The metaphor was not lost to me. At one point it even appeared that the great gig in the sky was showering upon us a crystalline portrayal of unity, as fractilized imagery of both a Muslim moon and a Jewish star seemed to manifest outwards from some celestial center as if God herself was trying to make it clear that the vicious cycle of fear and ignorant response can in fact be broken, that peace is possible.
My family and I are now spending a few days in Los Angeles, a place we have had few good experiences in. As some of you may recall from an earlier post, upon entry into L.A. this last April my wife was greeted with great disrespect and treated extremely poorly by U.S. immigration. It is easy now to view the entire city of Los Angeles (and the U.S.A. at large) as a terrible, mean-hearted place and vow to never return and only speak poorly of it. Yet, we decided to give it another try. Instead of b-lining it straight through LAX and onward to Bangkok (incidentally another city that, when translated, also means “City of Angels”) we decided to spend a few days in L.A. before departing with hopes of making amends and discovering her beauty.

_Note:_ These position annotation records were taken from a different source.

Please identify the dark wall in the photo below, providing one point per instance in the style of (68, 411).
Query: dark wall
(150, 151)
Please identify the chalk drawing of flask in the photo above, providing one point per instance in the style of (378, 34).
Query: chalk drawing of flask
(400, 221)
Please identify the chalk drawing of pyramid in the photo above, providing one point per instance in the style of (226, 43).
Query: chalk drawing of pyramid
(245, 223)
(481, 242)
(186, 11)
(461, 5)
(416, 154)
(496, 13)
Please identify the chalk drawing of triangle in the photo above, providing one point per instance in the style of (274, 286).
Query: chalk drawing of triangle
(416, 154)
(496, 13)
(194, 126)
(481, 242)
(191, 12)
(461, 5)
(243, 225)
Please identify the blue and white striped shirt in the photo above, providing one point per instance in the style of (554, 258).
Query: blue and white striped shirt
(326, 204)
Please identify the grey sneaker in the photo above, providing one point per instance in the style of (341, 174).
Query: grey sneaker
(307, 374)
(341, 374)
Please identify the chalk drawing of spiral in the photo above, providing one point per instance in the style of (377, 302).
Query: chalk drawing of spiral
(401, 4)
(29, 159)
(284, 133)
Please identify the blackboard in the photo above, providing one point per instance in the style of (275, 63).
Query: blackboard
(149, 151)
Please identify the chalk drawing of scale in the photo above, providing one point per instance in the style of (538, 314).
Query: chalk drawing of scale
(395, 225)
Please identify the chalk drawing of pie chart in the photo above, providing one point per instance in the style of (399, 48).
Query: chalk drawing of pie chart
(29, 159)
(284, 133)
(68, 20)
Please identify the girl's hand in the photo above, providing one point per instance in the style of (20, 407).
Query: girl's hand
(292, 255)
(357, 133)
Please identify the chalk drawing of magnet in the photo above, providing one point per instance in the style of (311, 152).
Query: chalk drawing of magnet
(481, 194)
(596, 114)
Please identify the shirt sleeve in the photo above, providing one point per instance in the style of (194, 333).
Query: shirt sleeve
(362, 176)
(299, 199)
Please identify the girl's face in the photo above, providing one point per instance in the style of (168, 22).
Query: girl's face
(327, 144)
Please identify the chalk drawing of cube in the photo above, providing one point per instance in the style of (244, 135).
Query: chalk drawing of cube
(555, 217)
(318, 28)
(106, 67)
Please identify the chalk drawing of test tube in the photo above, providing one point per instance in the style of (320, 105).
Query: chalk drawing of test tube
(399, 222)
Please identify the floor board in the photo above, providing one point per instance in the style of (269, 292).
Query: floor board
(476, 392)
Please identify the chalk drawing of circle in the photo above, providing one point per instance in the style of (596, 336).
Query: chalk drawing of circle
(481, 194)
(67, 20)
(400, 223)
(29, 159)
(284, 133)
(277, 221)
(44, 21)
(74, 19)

For the past couple of days we have here met with amazing people from all walks of life who carry with them extraordinary stories of cultural survival and hope. It is not Hollywood that makes this city great but the unseen heroism of a world left in the shadows. It is the trees and the crashing of powerful waves at the edge of a land once lived with in a good way by the Tongva peoples. It is a beautiful place, filled with generous, kind people, as I am certain is Israel, Iraq, Palestine, Ukraine, Russia, Saudi Arabia, Afghanistan, etc. etc. etc.
As we pack our bags one last time and prepare to return to Thailand, we do so with gratitude in our hearts, for the good that resides in peoples everywhere. May this good be nurtured and made able to grow.

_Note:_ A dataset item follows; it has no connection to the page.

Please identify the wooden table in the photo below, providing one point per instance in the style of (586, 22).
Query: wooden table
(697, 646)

A homeless man I met on the Santa Monica Pier this morning told me what we really need now is faith, the faith of a mustard seed. I will remember this kind man. And I will travel forward with more faith than fear.
My daughter playing in the sand alongside the Santa Monica Pier, the official end point of the fabled Route #66
#maypeaceprevailonearth
Even as they
strike you down
with a mountain of hatred and violence;
even as they step on you and crush you
like a worm,
even as they dismember and disembowel you, remember, brother,
remember:
man is not our enemy.— Zen Master Thich Nhat Hanh (excerpt from the poem Recommendation)
A message from Plum Village Monastery, California, USA
October 13th, 2023
…
Dear Beloved Community,
Our hearts are breaking as we witness the horrific violence that is being unleashed in many parts of the world and most recently in the Middle East: in Israel and in Gaza. We know that both Palestinians and Israelis are our siblings—our brothers, sisters, children, our family—who are being killed, and who are driven to kill. In an atmosphere of violence, accusation and retaliation, we have a tendency to dehumanize the other. Once anger, fear, and suspicion take over, it seems like there is nothing to do besides kill or be killed.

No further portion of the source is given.